At a technical level, the researchers found some malware using the Application Programming Interface (APIs) of Discord chat bots to covertly communicate with and receive instructions from their command server. Sophos also uncovered files that claimed to install cracked versions of popular commercial software, such as Adobe Photoshop, and tools that claimed to give the user access to the paid features of Discord Nitro, the service’s premium edition.

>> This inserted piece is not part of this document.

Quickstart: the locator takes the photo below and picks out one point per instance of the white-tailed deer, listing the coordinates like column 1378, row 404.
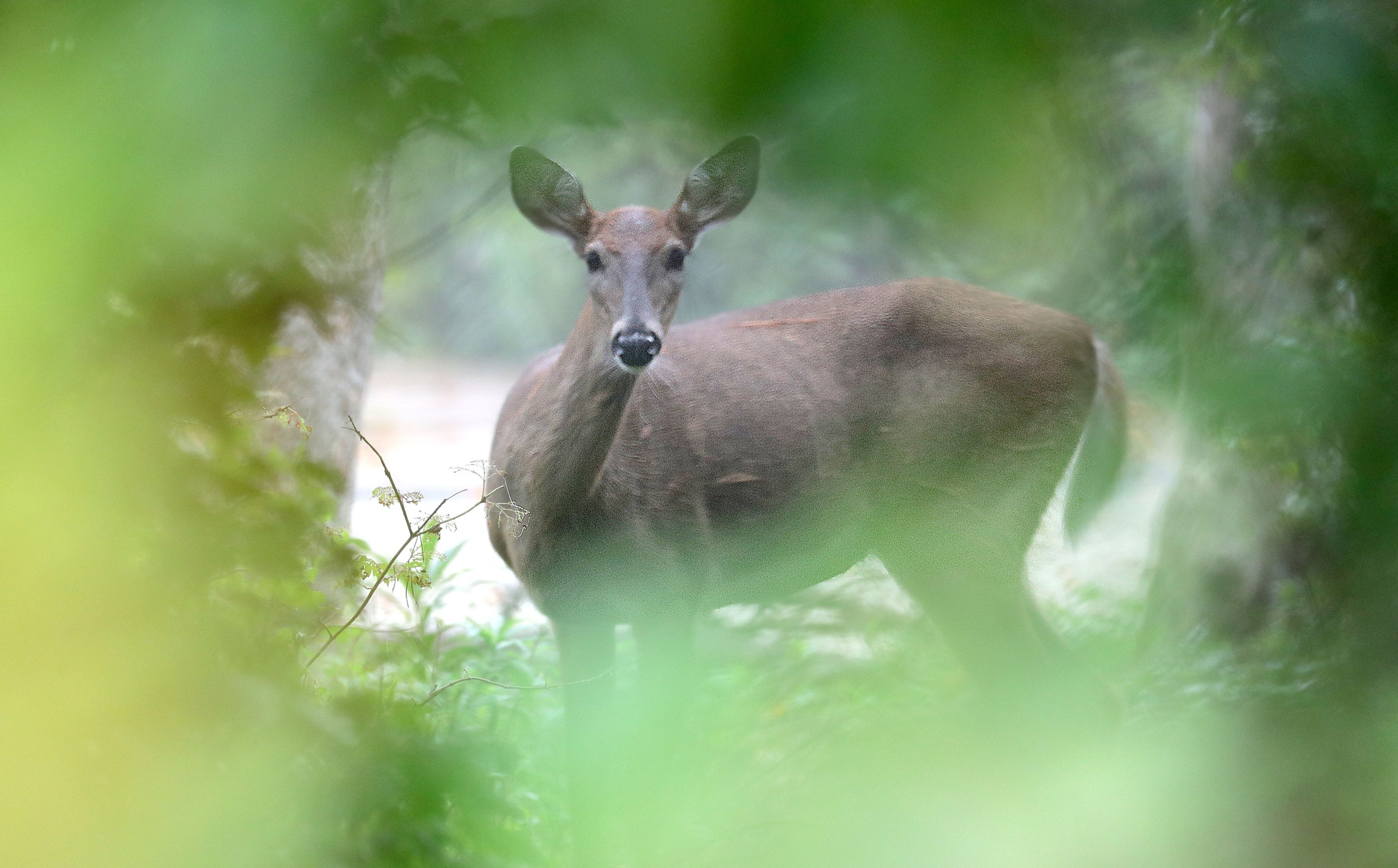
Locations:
column 669, row 472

Said the firm’s senior threat researcher, Sean Gallagher: “Discord provides a persistent, highly-available, global distribution network for malware operators, as well as a messaging system that these operators can adapt into command-and-control channels for their malware—in much the same way attackers have used Internet Relay Chat and Telegram. Further, adversaries have caught on that companies increasingly use the Discord platform for internal or community chat in the same way they might use a channel like Slack. This provides attackers with a new and potentially lucrative target audience, especially when security teams can’t always inspect the Transport Layer Security-encrypted traffic (TLS) to and from Discord to see what’s going on and raise the alarm if needed.”
Discord users should remain vigilant to the threat of malicious content that is lurking within the service and not just leave it to the Discord platform to identify and remove suspicious files, said Gallagher.
In addition, IT security teams should never consider any traffic from an online cloud service as inherently ‘safe’ based on the trusted nature or legitimacy of the service itself. Adversaries could be hiding anywhere.